Klop in een diep bord de eieren los met de melk en strooi het paneermeel op een plat bord. Schep met een ijslepel een bolletje ragout en draai deze met je handen tot een mooie gladde bol. Rol het bolletje door het paneermeel en vorm deze vervolgens tot een mooie kroket door hem tussen je handpalm en je werkblad te rollen. Doop de kroket in het eimengsel, en vervolgens nogmaals in het paneermeel. Zorg dat de kroket overal goed bedekt is. Leg de kroketten minimaal nog 2 uur in de koelkast om goed op te stijven.

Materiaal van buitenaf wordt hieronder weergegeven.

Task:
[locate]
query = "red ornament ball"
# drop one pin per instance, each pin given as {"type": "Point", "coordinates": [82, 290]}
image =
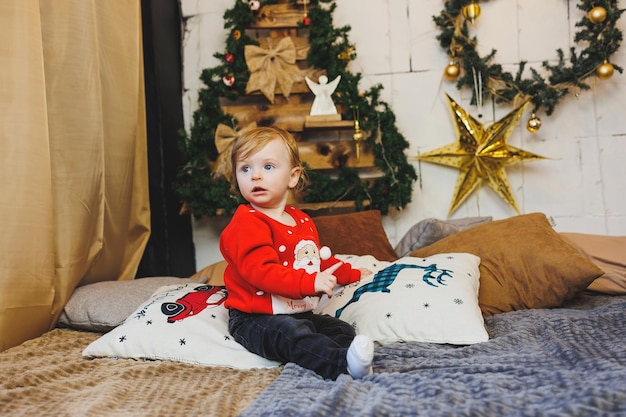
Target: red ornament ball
{"type": "Point", "coordinates": [255, 5]}
{"type": "Point", "coordinates": [228, 80]}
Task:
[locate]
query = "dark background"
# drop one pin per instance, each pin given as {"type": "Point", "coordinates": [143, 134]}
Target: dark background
{"type": "Point", "coordinates": [170, 249]}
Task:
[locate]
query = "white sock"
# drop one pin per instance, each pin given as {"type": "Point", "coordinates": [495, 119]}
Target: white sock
{"type": "Point", "coordinates": [360, 356]}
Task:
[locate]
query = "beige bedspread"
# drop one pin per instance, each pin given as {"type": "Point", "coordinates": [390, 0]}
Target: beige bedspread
{"type": "Point", "coordinates": [48, 376]}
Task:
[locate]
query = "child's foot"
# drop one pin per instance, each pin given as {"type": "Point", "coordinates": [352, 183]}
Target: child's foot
{"type": "Point", "coordinates": [360, 356]}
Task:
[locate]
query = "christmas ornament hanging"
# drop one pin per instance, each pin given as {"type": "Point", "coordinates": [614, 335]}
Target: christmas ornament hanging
{"type": "Point", "coordinates": [201, 182]}
{"type": "Point", "coordinates": [533, 124]}
{"type": "Point", "coordinates": [228, 80]}
{"type": "Point", "coordinates": [255, 5]}
{"type": "Point", "coordinates": [481, 154]}
{"type": "Point", "coordinates": [597, 14]}
{"type": "Point", "coordinates": [452, 71]}
{"type": "Point", "coordinates": [597, 32]}
{"type": "Point", "coordinates": [605, 71]}
{"type": "Point", "coordinates": [272, 66]}
{"type": "Point", "coordinates": [471, 12]}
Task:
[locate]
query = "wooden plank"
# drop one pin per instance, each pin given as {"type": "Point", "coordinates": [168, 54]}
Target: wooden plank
{"type": "Point", "coordinates": [301, 43]}
{"type": "Point", "coordinates": [330, 155]}
{"type": "Point", "coordinates": [289, 117]}
{"type": "Point", "coordinates": [282, 15]}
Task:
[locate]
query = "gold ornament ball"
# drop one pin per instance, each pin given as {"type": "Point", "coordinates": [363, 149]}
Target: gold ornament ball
{"type": "Point", "coordinates": [533, 124]}
{"type": "Point", "coordinates": [452, 71]}
{"type": "Point", "coordinates": [471, 12]}
{"type": "Point", "coordinates": [605, 71]}
{"type": "Point", "coordinates": [597, 14]}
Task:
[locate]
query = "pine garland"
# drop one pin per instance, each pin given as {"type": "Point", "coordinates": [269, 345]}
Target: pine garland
{"type": "Point", "coordinates": [204, 194]}
{"type": "Point", "coordinates": [602, 40]}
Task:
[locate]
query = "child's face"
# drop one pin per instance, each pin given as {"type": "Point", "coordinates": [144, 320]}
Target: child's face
{"type": "Point", "coordinates": [264, 178]}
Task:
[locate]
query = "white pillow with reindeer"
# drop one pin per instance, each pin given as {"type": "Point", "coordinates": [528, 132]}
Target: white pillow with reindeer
{"type": "Point", "coordinates": [433, 300]}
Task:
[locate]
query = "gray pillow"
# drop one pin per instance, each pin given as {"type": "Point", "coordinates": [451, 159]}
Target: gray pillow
{"type": "Point", "coordinates": [428, 231]}
{"type": "Point", "coordinates": [102, 306]}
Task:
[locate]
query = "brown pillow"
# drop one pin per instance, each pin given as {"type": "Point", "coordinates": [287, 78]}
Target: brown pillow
{"type": "Point", "coordinates": [359, 233]}
{"type": "Point", "coordinates": [524, 263]}
{"type": "Point", "coordinates": [609, 254]}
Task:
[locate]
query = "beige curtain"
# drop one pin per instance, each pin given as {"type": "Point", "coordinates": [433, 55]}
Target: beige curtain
{"type": "Point", "coordinates": [74, 203]}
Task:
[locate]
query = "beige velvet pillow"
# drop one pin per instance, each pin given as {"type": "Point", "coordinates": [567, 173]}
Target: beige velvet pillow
{"type": "Point", "coordinates": [212, 274]}
{"type": "Point", "coordinates": [359, 233]}
{"type": "Point", "coordinates": [524, 263]}
{"type": "Point", "coordinates": [609, 253]}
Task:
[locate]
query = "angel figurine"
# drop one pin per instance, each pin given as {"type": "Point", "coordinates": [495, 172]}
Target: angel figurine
{"type": "Point", "coordinates": [323, 103]}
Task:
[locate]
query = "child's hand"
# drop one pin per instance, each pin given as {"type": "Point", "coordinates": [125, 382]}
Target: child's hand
{"type": "Point", "coordinates": [365, 272]}
{"type": "Point", "coordinates": [325, 281]}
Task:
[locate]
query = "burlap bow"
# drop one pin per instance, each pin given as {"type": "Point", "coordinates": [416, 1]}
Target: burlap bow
{"type": "Point", "coordinates": [271, 66]}
{"type": "Point", "coordinates": [224, 138]}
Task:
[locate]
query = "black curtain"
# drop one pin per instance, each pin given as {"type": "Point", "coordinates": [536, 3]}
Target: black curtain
{"type": "Point", "coordinates": [170, 250]}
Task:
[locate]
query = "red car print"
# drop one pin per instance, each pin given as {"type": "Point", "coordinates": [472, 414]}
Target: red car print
{"type": "Point", "coordinates": [193, 303]}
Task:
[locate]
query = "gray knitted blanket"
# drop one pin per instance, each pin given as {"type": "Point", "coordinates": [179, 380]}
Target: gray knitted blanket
{"type": "Point", "coordinates": [569, 361]}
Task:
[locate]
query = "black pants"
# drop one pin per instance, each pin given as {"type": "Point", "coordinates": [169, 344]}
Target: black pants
{"type": "Point", "coordinates": [313, 341]}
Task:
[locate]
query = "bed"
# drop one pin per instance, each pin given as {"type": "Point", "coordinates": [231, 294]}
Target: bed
{"type": "Point", "coordinates": [534, 325]}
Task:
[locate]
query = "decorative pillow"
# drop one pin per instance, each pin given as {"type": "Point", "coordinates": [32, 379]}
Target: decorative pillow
{"type": "Point", "coordinates": [359, 233]}
{"type": "Point", "coordinates": [102, 306]}
{"type": "Point", "coordinates": [428, 231]}
{"type": "Point", "coordinates": [609, 254]}
{"type": "Point", "coordinates": [183, 323]}
{"type": "Point", "coordinates": [524, 263]}
{"type": "Point", "coordinates": [432, 300]}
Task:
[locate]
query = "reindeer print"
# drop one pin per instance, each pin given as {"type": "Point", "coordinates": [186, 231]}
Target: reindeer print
{"type": "Point", "coordinates": [385, 277]}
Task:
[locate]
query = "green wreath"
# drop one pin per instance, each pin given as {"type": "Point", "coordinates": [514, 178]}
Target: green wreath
{"type": "Point", "coordinates": [597, 30]}
{"type": "Point", "coordinates": [205, 194]}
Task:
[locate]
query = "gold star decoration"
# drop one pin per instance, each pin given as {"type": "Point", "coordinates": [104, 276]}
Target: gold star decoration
{"type": "Point", "coordinates": [481, 154]}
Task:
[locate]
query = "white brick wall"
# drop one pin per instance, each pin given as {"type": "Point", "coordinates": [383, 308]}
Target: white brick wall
{"type": "Point", "coordinates": [581, 187]}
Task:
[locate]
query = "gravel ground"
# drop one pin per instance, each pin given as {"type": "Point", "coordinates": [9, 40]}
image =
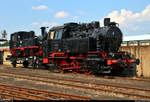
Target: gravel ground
{"type": "Point", "coordinates": [56, 88]}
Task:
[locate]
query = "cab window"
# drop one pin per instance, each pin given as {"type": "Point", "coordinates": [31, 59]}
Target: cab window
{"type": "Point", "coordinates": [13, 37]}
{"type": "Point", "coordinates": [58, 34]}
{"type": "Point", "coordinates": [52, 34]}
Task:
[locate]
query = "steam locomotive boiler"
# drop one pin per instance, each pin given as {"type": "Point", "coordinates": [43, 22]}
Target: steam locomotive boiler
{"type": "Point", "coordinates": [75, 47]}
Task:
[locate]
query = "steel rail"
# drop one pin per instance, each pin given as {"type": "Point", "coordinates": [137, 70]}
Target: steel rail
{"type": "Point", "coordinates": [85, 88]}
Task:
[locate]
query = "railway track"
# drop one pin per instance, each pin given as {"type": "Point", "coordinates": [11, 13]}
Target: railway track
{"type": "Point", "coordinates": [91, 89]}
{"type": "Point", "coordinates": [125, 78]}
{"type": "Point", "coordinates": [34, 94]}
{"type": "Point", "coordinates": [106, 77]}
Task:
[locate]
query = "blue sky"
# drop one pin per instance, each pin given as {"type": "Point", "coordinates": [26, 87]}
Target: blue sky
{"type": "Point", "coordinates": [15, 15]}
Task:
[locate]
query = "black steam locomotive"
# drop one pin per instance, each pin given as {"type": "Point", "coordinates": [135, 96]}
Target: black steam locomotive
{"type": "Point", "coordinates": [74, 47]}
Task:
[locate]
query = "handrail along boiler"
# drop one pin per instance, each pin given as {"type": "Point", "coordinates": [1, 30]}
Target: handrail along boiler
{"type": "Point", "coordinates": [74, 47]}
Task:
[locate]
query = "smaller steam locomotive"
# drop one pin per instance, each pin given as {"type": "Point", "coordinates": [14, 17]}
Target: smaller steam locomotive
{"type": "Point", "coordinates": [74, 47]}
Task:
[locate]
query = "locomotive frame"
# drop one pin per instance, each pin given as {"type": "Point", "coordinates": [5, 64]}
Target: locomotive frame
{"type": "Point", "coordinates": [74, 47]}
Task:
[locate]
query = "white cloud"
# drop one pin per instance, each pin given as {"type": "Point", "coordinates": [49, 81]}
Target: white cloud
{"type": "Point", "coordinates": [50, 24]}
{"type": "Point", "coordinates": [82, 13]}
{"type": "Point", "coordinates": [35, 23]}
{"type": "Point", "coordinates": [61, 14]}
{"type": "Point", "coordinates": [41, 7]}
{"type": "Point", "coordinates": [75, 17]}
{"type": "Point", "coordinates": [129, 20]}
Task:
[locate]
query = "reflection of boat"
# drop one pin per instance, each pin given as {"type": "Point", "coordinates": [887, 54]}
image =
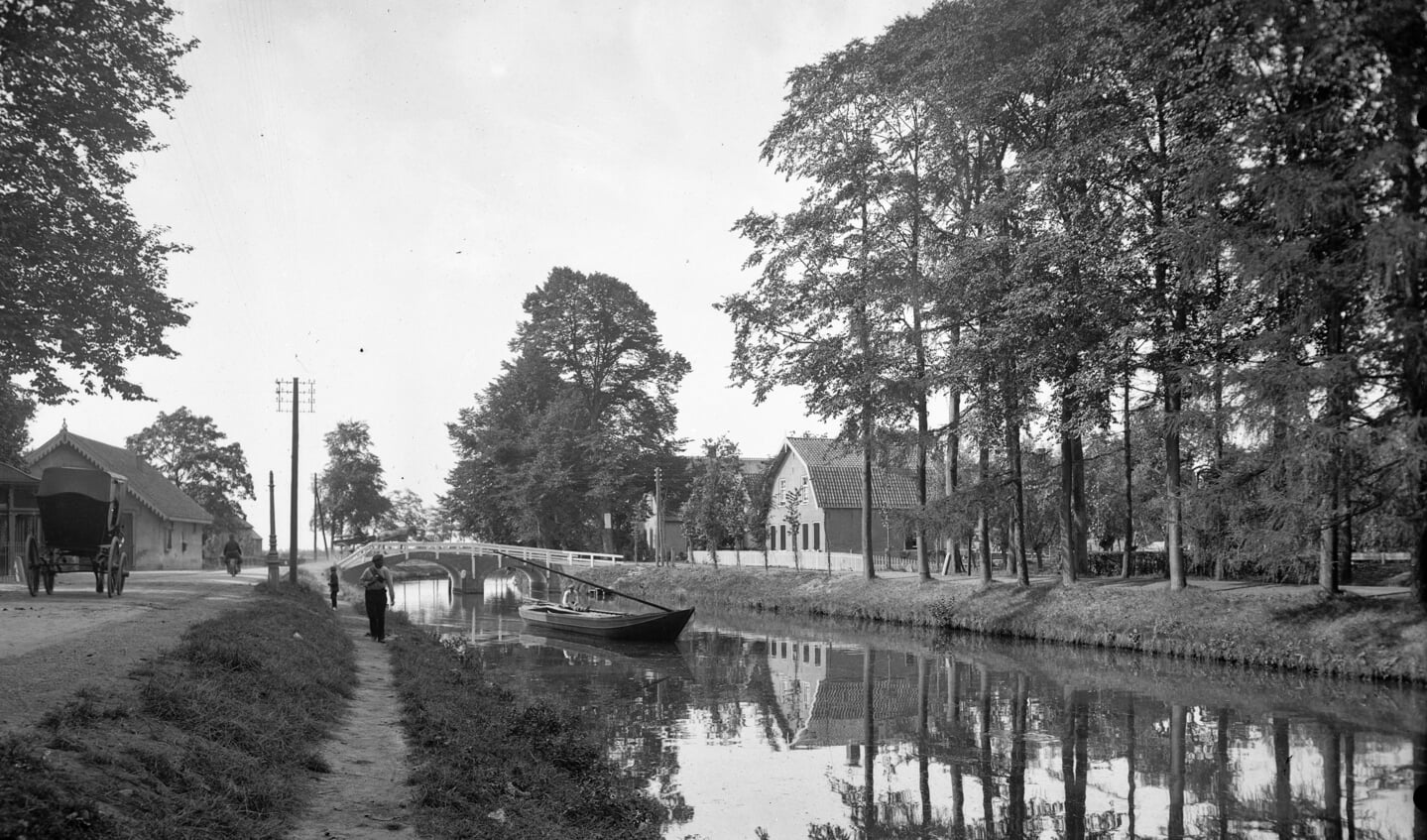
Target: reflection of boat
{"type": "Point", "coordinates": [662, 660]}
{"type": "Point", "coordinates": [607, 625]}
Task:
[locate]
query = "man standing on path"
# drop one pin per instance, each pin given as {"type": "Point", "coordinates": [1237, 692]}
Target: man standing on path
{"type": "Point", "coordinates": [377, 585]}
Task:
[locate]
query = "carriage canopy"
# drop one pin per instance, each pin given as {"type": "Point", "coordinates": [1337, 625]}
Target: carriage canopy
{"type": "Point", "coordinates": [78, 508]}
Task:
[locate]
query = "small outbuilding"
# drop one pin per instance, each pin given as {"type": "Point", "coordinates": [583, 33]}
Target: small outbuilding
{"type": "Point", "coordinates": [824, 482]}
{"type": "Point", "coordinates": [19, 517]}
{"type": "Point", "coordinates": [163, 525]}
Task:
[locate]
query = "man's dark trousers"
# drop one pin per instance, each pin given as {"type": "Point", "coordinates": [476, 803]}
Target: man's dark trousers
{"type": "Point", "coordinates": [377, 612]}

Bak de kroketten in olie op 180 graden ongeveer 5 minuten tot ze goudbruin zijn. De gouden regel van Piet: Je hebt per kroket 1 liter frituurvet nodig. Als je te veel kroketten in te weinig vet bakt, koelt het vet te snel af. Je kroketten zuigen het vet dan op en worden niet mooi krokant.
Extra tips:
* Je kunt bouillon maken van bouillonblokjes, maar het is natuurlijk het lekkerst als je zelf bouillon trekt. De smaak van de bouillon bepaalt de smaak van de ragout, en dus de smaak van je kroket. De exacte kruidenmix wil Van Dobben natuurlijk niet prijsgeven, maar ze gebruiken onder andere: foelie, laurier, kruidnagel, kaneel, steranijs en peper. Nog een tip van Piet: laat een bouillon nooit langer trekken dan 6 uur, want dan verliest hij smaak. 3 uur is perfect voor dit recept!
* Je kunt natuurlijk ook bitterballen maken ipv kroketten. Maak dan de bolletjes iets kleiner.
* Als je de ragout proeft, stop dan nooit de lepel die je hebt gebruikt weer terug in de pan! Er zit namelijk een enzym in je speeksel dat zetmeel afbreekt. Dit enzym kan je ragout ontbinden.